One of the biggest business stories that broke during our summer hiatus was the throwing of George (I’m not the guy with the gun in Florida!) Zimmer under the Men’s Wearhouse bus by the company’s board. Who then proceeded to stop, back up, and run over George three more times.
Long-time Lairig Marketing readers will recall that we tipped you off to the genesis of Men’s Wearhouse management troubles way back in June of 2010 with this post about a new CMO and a disastrous new ad campaign. The ad was pulled ASAP, and the CMO was eventually let go.
But everyone on the board, other than Sir George, couldn’t “let go” of the obsession with Millenials. A curious target, given how unemployed, broke, and hipster-clothed they are. It must have made for a Curious George, too. He stood alone, knowing his brand could never stretch that far.
But the Men’s Wearhouse board decided to go all in on Millenials. So?

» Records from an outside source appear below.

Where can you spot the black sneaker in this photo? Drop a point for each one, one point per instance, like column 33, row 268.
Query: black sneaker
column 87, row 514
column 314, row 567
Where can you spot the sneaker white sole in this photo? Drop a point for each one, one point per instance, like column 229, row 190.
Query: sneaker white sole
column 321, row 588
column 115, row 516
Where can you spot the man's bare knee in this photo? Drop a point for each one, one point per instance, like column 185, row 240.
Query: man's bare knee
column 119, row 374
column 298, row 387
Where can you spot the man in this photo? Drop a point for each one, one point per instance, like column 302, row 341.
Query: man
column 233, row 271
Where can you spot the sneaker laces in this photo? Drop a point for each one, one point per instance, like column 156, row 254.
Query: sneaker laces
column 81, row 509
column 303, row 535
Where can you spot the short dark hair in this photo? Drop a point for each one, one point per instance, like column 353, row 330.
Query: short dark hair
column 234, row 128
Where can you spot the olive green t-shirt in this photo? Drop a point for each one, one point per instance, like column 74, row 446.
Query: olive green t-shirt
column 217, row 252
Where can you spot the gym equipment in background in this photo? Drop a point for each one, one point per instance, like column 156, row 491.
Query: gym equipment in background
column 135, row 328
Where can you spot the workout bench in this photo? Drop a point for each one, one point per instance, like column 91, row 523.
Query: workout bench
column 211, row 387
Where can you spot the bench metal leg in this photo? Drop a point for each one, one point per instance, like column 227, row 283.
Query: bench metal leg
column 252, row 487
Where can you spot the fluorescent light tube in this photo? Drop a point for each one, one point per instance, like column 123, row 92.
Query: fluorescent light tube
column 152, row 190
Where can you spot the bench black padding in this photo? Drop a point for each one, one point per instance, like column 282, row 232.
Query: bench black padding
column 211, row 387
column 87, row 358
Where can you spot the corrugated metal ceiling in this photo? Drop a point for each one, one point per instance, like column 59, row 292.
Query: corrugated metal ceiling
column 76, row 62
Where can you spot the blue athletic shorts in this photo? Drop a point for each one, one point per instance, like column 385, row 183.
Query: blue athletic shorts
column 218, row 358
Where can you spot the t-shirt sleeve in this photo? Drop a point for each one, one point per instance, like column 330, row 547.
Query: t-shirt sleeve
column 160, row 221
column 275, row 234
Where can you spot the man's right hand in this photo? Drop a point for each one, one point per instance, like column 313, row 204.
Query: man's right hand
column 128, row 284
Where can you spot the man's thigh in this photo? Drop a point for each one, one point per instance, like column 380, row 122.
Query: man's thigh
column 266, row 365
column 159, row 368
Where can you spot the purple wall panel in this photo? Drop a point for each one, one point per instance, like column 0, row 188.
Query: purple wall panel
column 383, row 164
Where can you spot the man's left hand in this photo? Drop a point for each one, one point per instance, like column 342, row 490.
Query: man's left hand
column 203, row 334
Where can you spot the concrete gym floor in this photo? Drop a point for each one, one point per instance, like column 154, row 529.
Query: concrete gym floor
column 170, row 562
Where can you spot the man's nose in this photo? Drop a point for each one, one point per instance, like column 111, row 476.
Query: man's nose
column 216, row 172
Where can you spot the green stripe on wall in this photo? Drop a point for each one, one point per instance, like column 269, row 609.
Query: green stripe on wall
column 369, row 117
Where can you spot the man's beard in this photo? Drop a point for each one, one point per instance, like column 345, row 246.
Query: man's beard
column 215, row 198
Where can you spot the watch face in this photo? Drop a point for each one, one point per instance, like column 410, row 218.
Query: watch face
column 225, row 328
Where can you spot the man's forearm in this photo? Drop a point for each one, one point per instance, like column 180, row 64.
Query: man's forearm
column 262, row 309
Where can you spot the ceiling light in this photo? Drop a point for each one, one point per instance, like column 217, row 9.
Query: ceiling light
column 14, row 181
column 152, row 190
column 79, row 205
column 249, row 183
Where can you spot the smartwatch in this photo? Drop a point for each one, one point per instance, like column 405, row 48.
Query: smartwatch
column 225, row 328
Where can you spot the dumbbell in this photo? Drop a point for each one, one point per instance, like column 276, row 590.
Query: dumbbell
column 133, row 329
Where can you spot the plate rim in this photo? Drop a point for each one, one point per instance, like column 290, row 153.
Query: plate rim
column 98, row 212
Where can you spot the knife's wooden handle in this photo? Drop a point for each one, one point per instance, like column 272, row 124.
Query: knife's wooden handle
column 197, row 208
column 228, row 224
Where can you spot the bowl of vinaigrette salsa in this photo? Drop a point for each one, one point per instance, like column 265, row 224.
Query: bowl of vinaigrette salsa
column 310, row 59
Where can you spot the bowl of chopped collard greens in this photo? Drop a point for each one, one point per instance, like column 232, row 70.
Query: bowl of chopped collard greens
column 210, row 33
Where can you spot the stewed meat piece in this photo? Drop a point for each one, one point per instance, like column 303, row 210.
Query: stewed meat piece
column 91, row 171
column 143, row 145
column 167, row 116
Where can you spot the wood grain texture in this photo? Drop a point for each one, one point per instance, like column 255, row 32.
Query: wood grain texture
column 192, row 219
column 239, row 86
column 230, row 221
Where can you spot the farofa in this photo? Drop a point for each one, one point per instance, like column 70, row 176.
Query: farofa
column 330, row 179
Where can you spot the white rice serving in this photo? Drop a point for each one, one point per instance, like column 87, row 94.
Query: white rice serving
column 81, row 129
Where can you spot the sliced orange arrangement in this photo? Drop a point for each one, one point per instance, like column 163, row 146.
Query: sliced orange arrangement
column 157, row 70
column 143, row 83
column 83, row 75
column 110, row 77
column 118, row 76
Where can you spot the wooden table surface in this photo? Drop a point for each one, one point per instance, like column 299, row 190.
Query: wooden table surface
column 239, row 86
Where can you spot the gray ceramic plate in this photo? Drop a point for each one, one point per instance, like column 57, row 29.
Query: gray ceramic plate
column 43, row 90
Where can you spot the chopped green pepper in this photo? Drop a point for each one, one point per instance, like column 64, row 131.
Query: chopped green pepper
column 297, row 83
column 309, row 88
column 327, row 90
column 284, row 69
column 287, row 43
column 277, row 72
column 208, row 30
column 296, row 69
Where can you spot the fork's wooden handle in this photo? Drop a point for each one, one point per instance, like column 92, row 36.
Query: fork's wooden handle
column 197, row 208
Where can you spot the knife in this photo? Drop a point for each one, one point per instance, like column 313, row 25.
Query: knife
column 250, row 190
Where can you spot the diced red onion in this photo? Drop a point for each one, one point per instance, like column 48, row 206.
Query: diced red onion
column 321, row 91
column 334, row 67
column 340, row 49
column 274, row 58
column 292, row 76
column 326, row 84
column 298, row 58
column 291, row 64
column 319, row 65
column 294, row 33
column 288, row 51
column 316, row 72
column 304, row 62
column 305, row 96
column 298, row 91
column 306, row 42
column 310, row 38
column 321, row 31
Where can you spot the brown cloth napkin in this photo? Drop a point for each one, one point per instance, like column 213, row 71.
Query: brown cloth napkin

So, the Men’s Wearhouse just reported a bleak outlook for the rest of its fiscal year, blaming – as most poor managers do – the economy, calendar “timing shifts,” even the “13” in 2013, a la “…the 13 in 2013 is causing a small but meaningful number of brides to avoid getting married this year.”
Oh, and we can’t resist: “[one-time charges included] some separation and legal costs associated with a former executive.” Wonder who dat be?
And how’s this for a macroeconomic view: “we've been through these kinds of turbulent times before…” What "turbulence"? The U.S. economy is as flat as a pancake thrown under a bus.
The other thing as flat as a pancake is the comp-store sales trend in the core Men’s Wearhouse business. Falling to a mere increase of 0.7% for Q2, management estimates that comps have started a decline in the “low single digits” already for the newest fiscal quarter.
“…recent sales trends in both Canada and the U.S. have led us to be less optimistic about the remainder of the year. We see that many other retailers, both large and small, are also predicting a difficult second half.” So, in essence, “f&ck it, we will too.”
Instead, we wish everyone involved would just cut to the chase. Rebrand the core retail stores with the name of the newly acquired and soon to be vertically integrated Joseph Abboud. Come up with a new name for the tuxedo and corporate apparel operations. And sell the Men’s Wearhouse name back to George Zimmer.